On Tuesday, the Department for Promotion of Industry and Internal Trade (DPIIT) released a new format for the registration of entities based in neighboring countries. The move is set to affect mostly companies in China, which have hitherto had a major presence in both central and state level public procurement.
Now, bidders will have to submit an application for “Security Clearance” and “Registration” with the Office of Joint Secretary (MKN), the department said on Tuesday. The list of bidders who have been registered with competent authority shall henceforth be displayed on the department’s website.
Earlier in July, the Department of Expenditure mandated that bidders having beneficial ownership in countries which share land border with India will be eligible to bid in public procurement, only if they are registered with the competent authority.
This came after the government announced in April – in the wake of the Ladakh skirmishes with China- that firms need to take official approval if citizens from neighboring countries have beneficial ownership of a company, before it can invest or partake in public procurement in India.
Strictly for public procurement purposes, DPIIT has now clarified the rules and said the validity period of the registration shall be 12 months from the date of issue of registration letter.

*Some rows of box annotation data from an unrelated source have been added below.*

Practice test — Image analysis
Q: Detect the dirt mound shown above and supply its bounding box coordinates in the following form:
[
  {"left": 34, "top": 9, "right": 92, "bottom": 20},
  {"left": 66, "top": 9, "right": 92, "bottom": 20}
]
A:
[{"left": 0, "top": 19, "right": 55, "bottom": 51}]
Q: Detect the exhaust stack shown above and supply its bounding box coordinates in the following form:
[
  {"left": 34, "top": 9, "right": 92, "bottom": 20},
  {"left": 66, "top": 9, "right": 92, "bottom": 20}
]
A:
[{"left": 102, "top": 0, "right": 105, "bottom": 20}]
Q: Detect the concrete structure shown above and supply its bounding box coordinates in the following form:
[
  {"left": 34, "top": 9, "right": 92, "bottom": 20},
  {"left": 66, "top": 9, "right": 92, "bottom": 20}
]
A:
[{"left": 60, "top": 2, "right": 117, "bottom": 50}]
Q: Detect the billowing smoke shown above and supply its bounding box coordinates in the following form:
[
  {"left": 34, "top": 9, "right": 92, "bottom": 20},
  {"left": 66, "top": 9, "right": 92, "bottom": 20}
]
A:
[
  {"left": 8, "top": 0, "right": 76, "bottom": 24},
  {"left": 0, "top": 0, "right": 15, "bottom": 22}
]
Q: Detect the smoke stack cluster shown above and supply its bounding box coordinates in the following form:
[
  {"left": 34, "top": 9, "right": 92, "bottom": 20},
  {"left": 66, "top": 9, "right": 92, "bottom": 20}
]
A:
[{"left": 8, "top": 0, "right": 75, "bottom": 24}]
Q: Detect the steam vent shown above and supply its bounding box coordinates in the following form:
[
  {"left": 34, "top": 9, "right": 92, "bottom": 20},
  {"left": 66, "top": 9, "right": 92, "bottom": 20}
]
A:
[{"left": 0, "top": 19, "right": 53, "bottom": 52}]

“In case of appointment of new Director(s)/ new shareholders with more than 10 per cent shares/ change in controlling ownership interest or control through other means, the registration shall stand cancelled. In such cases, bidders will be required to apply for a fresh registration,” the office memorandum released by the Department’s Public Procurement Sections says.
According to the finance ministry, public procurement as a percentage of GDP in the country is estimated between 20 per cent to 22 per cent. For a size of Indian economy at $3 trillion, this amounts to public procurement to the tune of more than 500 billion annually. Central Public Sector Enterprises are a major contributor to public procurement of works, goods and services.
FDI threshold unclear
On the other hand, the DPIIT is yet to clarify what would be the investment threshold to define beneficial ownership. However, Amitabh Kant, chief executive officer of policy think-tank NITI Aayog, had recently said that inter-ministerial consultation are continuing on the issue with policy guidelines being finalized soon.
The DPIIT is in favor of adopting the existing domestic definition of ‘beneficial ownership’, which pegs it at 10 per cent of company shares, for purposes of foreign investment, said an official in the know. This is in line with the rules for significant beneficial owners (SBOs) under the Companies Act, 2013.
According to these norms, companies must take necessary steps to identify such owners if they don’t reveal themselves.
SBOs, under this definition, are mandatorily required to make elaborate declarations regarding their ownership, shareholding structure and so on. This helps the government identify benami transactions and prevent money laundering activities.
The government wants to keep the lowest threshold possible since it does not want to put existing FDI inflows from China under undue pressure, he added. But talks are on with the Finance and Home Ministries who have suggested a higher threshold.